Delsman suggested they call Keller, who attended all the Hamilton games. Keller stayed on. Not only to do sports, but also features and his popular column, Bald Facts.”
In s short time he became a news reported photographer and sports editor.
Keller quickly asked McLoone, because it was 1976, the bicentennial year of the United States, if could he could publish local Sussex, Lisbon and Lannon historical features. McLoone asked where he would get the historical information and pictures. Keller said that he had been collecting local history since he was 14 years old, starting in 1946. McLoone said go ahead. Thus in April 1976 the very first Yesteryear in Sussex feature appeared, a 10-year anniversary piece on the April 26, 1966 “Instant Urban Renewal” story of the burning of the old, massive Sussex downtown general store.

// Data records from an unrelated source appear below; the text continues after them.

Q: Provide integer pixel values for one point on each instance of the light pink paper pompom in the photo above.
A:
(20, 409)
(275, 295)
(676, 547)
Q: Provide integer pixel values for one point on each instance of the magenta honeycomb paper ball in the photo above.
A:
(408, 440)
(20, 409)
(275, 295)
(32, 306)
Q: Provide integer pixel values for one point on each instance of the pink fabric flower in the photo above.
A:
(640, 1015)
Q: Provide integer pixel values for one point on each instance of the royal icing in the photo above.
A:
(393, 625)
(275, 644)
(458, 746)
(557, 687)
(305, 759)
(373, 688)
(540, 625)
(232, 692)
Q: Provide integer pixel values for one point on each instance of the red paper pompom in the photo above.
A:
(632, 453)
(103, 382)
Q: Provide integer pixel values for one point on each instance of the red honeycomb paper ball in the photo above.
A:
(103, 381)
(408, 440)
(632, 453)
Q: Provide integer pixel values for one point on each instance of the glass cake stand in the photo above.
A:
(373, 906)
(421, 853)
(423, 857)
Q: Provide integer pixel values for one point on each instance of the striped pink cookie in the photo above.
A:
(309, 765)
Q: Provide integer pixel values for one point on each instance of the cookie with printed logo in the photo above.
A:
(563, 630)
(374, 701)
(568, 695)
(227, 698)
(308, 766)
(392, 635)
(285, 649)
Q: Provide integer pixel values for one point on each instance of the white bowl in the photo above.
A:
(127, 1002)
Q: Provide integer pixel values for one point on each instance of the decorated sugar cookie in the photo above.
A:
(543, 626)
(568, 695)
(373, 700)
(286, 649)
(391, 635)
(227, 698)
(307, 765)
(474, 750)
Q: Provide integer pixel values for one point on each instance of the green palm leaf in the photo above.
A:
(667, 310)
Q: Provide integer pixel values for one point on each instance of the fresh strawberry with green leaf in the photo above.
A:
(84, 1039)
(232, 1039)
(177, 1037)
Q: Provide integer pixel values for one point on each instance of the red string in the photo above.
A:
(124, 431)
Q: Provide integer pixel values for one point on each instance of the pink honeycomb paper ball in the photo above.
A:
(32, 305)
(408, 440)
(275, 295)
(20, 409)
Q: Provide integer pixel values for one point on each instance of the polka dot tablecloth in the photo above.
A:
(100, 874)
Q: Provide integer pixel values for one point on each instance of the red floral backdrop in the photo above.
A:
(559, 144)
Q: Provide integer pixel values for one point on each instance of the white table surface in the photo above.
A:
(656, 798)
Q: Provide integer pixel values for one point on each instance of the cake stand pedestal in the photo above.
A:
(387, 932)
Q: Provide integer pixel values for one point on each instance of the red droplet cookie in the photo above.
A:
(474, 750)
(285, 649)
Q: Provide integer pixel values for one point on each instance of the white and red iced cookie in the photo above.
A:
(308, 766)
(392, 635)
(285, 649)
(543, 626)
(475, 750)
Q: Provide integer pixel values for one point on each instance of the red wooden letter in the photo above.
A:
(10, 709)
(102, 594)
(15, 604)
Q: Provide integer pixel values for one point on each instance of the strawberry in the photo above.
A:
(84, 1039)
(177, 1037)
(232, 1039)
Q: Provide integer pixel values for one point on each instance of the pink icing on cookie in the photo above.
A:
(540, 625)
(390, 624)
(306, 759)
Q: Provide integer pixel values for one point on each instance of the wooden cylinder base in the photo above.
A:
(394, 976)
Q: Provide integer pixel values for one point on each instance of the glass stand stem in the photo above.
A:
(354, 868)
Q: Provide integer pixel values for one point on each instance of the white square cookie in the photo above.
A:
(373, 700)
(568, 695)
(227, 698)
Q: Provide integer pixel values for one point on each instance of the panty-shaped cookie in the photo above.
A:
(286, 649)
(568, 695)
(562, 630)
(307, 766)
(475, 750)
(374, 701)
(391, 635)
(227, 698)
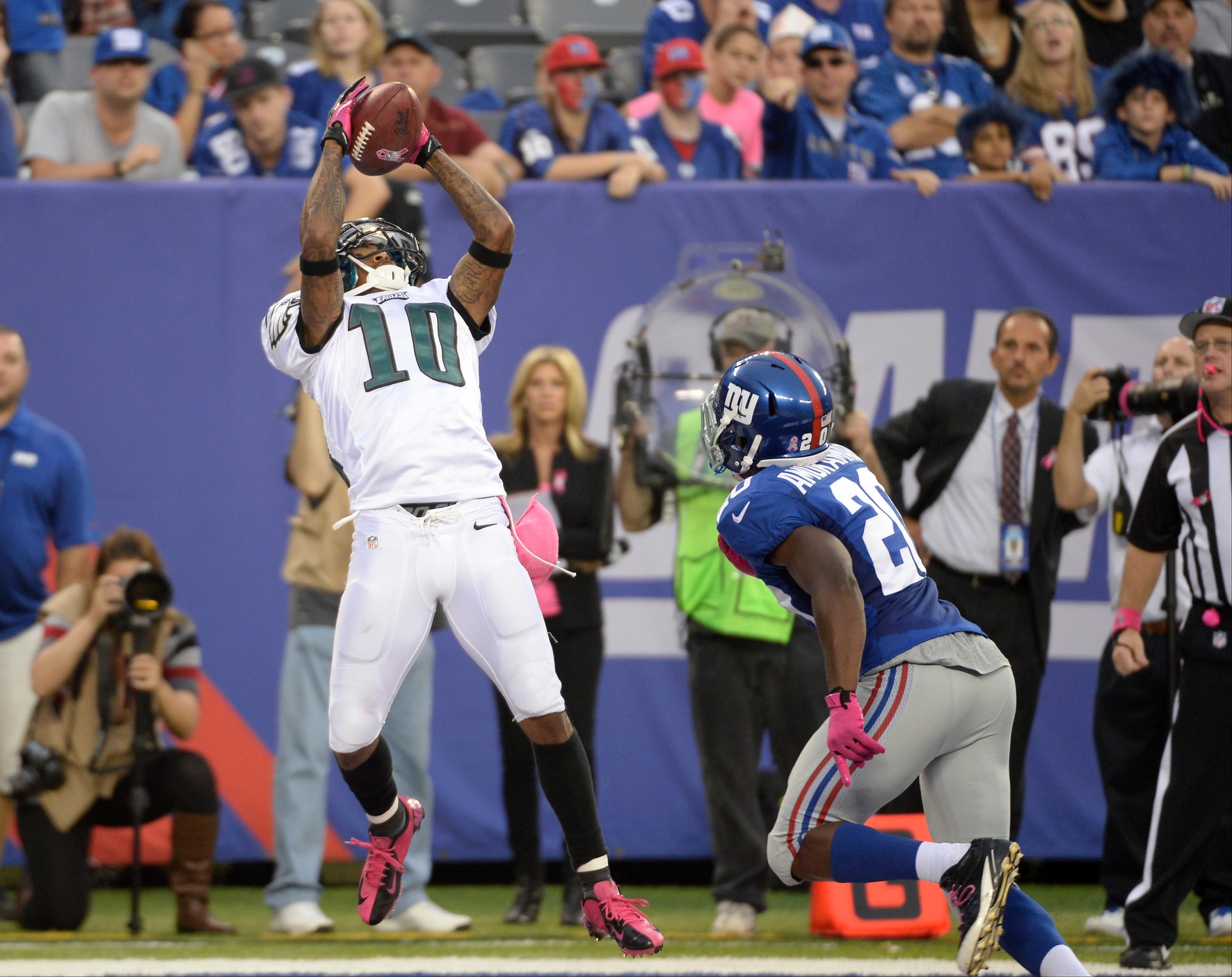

Keller has now continued his Yesteryear (now labeled Retrospect column to this day, 30 years later, plus adding 5, 10, 25, 50 and 100 years ago Memories column. He remained as sports editor until the 1990s.
In 1977 McLoone decided to go from a free shopper-newspaper to a paid circulation weekly. He made a deal with new subscribers that if they signed up for a subscription, they would get it for $2 a year and continue to get it for $2 a year for the next 10 years. There are still original subscribers that continued to get this deal as late 1987.
As a paid subscriber newspaper the Sussex Sun could now compete for the official advertising of the Hamilton School District and Sussex, Lisbon and Lannon. All four came on board in short order, adopting the Sussex Sun as their “official paper.”
The first paid Sussex Sun was printed Oct. 4, 1977, with a cost of 15 cents. The month of September 1977 was the last of the free Sussex Sun.
Just as the Sussex Sun was becoming an official newspaper Scott Peterson became the overall editor of the multi Lake Country Reporter combination of newspapers and is still in the honcho position today.
Keller who has put in 30 years with the Sun has worked under about 15-16 different Sun editors below Peterson. He rates Gabe Wollenberg, Erin Mellone, Sharon Korbeck and John Zebell as the best of the lot.
The Milwaukee Journal bought the Lake Country Reporter-Sussex Sun in 1990 when McLoone was given an offer he couldn’t refuse. The Milwaukee Journal put up a state-of-the-art printing plant and newspaper Reporter office in the Hartland Industrial lot a few years later.
Keller once gave this definition in his Bald Facts for a weekly newspaper, “A weekly newspaper is a weekly because it takes a whole week to get enough news to print a paper. Now the only reason subscribers buy it is to make sure the paper has it right.”
2006 finds that Pauline Haass Public Library has a complete collection of a bound-in hardcover set of Sussex Sun papers from 1976 to this past January, with a new book coming for the current 66 months being available in August.
Meanwhile, the Sussex-Lisbon Area Historical Society also has a complete set of hardbound books of copies from 1976 to present to back up the library inventory. Recently, library director Kathy Klager said that these back issues are often reviewed by library visitors.
Submitted for publication to the Sussex Sun for May 3, 2006.